Benchforce is a flexible framework designed for evaluating text-based and voice-based agents, supporting real-time and three-leg interaction scenarios. It emphasizes ease of extensibility and customization for various use cases.

Architecture

The core application components include:

  • WebSocket server
  • Agent under evaluation
  • Judge (client agent)

Both agents (participants) engage in conversations based on a preconfigured agenda.

Participants exchange packets through the WebSocket server. Packets support:

  • Streaming and synchronous audio/text generation
  • Logging and technical features

This architecture enables concurrent execution of multiple parallel dialogues.

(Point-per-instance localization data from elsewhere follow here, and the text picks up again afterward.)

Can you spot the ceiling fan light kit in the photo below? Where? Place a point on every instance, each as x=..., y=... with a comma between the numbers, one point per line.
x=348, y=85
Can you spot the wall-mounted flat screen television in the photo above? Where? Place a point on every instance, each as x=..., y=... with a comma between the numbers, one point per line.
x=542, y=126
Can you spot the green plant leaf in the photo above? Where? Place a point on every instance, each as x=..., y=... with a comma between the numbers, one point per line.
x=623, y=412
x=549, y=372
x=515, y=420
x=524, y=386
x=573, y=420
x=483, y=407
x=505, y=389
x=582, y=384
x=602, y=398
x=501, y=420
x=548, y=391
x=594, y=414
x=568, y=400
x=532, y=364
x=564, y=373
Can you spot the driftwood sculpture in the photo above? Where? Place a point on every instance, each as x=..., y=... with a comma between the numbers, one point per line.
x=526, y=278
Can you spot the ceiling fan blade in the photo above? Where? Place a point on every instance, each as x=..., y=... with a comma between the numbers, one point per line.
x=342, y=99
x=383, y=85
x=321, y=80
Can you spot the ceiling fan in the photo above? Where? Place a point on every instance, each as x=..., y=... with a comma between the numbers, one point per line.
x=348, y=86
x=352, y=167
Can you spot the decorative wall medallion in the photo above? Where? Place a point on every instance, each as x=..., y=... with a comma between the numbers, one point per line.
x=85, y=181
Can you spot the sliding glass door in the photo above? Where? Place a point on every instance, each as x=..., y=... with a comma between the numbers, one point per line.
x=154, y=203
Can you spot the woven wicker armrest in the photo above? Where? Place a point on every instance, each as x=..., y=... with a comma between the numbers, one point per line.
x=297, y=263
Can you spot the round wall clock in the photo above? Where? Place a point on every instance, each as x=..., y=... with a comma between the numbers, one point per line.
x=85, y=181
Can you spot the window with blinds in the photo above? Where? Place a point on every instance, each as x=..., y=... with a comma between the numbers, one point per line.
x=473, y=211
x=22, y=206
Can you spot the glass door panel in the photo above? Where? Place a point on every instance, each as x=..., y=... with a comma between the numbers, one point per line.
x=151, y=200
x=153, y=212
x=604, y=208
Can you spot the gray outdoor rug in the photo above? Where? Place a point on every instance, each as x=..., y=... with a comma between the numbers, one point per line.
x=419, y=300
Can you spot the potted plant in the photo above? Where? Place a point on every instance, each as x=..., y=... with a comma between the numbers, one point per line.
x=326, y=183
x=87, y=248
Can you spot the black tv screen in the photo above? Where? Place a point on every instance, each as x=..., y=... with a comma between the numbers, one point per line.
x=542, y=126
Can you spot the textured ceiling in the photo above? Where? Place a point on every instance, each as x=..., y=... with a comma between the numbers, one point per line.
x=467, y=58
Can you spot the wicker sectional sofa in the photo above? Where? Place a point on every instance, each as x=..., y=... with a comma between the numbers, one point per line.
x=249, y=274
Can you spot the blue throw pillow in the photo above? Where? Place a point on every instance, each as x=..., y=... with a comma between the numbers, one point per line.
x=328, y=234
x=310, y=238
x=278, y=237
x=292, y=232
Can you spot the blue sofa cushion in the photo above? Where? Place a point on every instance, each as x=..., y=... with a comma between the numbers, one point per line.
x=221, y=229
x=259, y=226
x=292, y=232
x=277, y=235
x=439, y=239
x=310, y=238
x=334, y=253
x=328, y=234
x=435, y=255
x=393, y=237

Running an Evaluation: Walkthrough

When launching the framework, the primary source of configuration is the config.yaml file, which defines all parameters related to the evaluation.

Upon startup, the WebSocket server is initialized first. It includes a routing component responsible for directing packets between session participants, ensuring that the session is fully established and both participants — the agent and the judge — are connected.

The server also handles packet logging. As a result, it produces:

  • A text transcript containing a complete list of all exchanged packets (excluding audio),
  • A full audio recording of the conversation in .wav format.

These files are saved in real time during the conversation and stored in the history directory.

Each participant instance is initialized with configuration data from the selected environment:

For the Judge:

  • Agenda – a textual description of the task goal, which may include identifiers and specific instructions for the conversation.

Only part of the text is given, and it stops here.